Two Manchester buildings, both scheduled to be knocked down as part of the plans to redevelop the Jackson Row area of the city centre, have been put on a list of buildings at risk.

The Reform Synagogue and the Bootle Street Police station would both be demolished if the plans for the development backed by former Manchester United stars Gary Neville and Ryan Giggs were passed.The buildings of two out of ten that the Twentieth Century Society has put on its endangered list.

Catherine Croft, Director of C20 Society. “We are witnessing the death of idealism and public spiritedness which underpinned so much of the best architecture of the 20th Century.”

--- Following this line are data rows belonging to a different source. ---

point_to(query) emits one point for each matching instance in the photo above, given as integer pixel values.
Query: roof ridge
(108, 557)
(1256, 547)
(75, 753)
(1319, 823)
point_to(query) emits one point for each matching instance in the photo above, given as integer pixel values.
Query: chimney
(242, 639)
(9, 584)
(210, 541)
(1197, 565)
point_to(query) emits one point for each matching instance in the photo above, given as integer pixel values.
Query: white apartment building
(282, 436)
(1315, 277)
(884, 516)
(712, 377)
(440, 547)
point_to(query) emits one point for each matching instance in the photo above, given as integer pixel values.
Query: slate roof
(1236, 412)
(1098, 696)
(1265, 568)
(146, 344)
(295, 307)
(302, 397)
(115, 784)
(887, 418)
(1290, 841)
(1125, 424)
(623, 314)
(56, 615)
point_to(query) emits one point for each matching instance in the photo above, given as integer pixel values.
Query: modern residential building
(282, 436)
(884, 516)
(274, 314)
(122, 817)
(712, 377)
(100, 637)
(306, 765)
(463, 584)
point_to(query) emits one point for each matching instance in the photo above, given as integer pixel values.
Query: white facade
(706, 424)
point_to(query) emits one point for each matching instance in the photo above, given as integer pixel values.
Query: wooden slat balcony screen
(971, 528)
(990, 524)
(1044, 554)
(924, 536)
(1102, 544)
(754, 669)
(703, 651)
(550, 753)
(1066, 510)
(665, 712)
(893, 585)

“Keeping a list like this helps the charity demonstrate how severe the threat is to some of the very best examples of the architecture of our period, and ensures that some of its longest and most intractable cases do not fade from view. It also serves to underline the fact that it is constantly campaigning for buildings of many different styles and dates, and provides a context for individual examples.”

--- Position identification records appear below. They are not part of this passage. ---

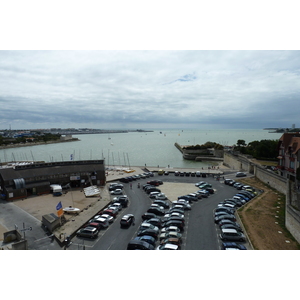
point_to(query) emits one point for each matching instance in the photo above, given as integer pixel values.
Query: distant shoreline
(37, 144)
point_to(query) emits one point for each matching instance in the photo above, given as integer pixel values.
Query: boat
(71, 210)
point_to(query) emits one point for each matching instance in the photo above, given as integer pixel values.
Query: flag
(59, 209)
(59, 206)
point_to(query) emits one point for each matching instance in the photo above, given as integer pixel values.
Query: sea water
(151, 149)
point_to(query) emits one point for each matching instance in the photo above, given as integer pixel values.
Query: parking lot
(200, 232)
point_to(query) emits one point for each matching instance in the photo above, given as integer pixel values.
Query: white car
(157, 206)
(117, 192)
(174, 215)
(109, 218)
(170, 228)
(161, 196)
(116, 205)
(168, 247)
(146, 225)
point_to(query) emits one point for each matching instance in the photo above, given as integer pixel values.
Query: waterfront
(135, 148)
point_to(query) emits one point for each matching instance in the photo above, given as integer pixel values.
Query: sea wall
(281, 184)
(200, 154)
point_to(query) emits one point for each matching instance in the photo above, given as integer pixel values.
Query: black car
(232, 226)
(116, 186)
(227, 245)
(153, 189)
(226, 221)
(156, 210)
(176, 223)
(162, 203)
(147, 216)
(139, 245)
(165, 220)
(127, 220)
(155, 221)
(150, 232)
(225, 209)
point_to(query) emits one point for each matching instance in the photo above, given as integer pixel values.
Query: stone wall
(281, 184)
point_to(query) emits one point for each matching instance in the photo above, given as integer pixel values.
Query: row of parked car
(105, 217)
(231, 232)
(136, 177)
(163, 223)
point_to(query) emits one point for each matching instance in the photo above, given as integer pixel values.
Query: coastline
(37, 144)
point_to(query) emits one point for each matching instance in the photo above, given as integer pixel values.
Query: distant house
(289, 154)
(21, 181)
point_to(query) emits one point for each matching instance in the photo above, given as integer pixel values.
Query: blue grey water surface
(135, 148)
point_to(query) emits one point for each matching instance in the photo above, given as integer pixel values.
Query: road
(200, 233)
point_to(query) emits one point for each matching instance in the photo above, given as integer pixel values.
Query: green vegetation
(36, 138)
(264, 149)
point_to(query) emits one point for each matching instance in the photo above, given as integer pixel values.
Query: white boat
(71, 210)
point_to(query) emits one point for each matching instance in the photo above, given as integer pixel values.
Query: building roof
(50, 169)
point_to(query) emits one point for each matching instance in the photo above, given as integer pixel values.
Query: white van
(232, 235)
(103, 221)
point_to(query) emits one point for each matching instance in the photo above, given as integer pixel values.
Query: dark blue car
(146, 238)
(227, 245)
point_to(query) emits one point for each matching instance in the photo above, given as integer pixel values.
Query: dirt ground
(264, 219)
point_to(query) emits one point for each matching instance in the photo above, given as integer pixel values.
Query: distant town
(17, 133)
(282, 130)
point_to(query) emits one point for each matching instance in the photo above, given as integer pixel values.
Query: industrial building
(23, 180)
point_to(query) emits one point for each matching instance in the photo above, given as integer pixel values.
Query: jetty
(209, 154)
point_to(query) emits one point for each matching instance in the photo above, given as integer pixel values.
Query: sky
(44, 85)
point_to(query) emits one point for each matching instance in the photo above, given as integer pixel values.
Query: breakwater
(200, 155)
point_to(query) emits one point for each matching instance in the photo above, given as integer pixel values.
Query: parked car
(232, 235)
(174, 223)
(116, 192)
(232, 226)
(170, 234)
(109, 218)
(90, 232)
(123, 199)
(147, 216)
(161, 196)
(222, 213)
(227, 216)
(225, 209)
(184, 205)
(127, 220)
(175, 241)
(146, 225)
(232, 245)
(167, 247)
(116, 205)
(156, 211)
(139, 245)
(94, 224)
(162, 203)
(112, 212)
(150, 232)
(240, 174)
(203, 193)
(146, 238)
(114, 186)
(101, 220)
(226, 221)
(152, 189)
(155, 221)
(153, 195)
(170, 228)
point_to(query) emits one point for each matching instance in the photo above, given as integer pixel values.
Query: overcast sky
(142, 89)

The Synagogue was designed by the architects Levy and Cummings and is of particular historic interest as it was the first new post-war building to be constructed in the city after the Second World War, funded by war reparations.
It is, says the 20th-century society,  almost completely intact internally, and notable for containing some of the earliest examples of figurative stained glass in a Jewish place of worship. The Society has submitted an application to have the building listed.

Bootle Street Police Station built in 1937, is a distinguished neo-classical building by the architect G. Noel Hill.

Also on the list are the iconic  BHS Stockport murals, situated on the outside of the building and comprises five concrete panels with brightly coloured mosaic, depicting the history of the town across six centuries. The work was designed by Henry Collins and Joyce Pallot, who were leading proponents of historically themed post-war concrete murals. They are at risk, says the Society,  following Historic England’s recommendation to reject their applications to list as  Grade II.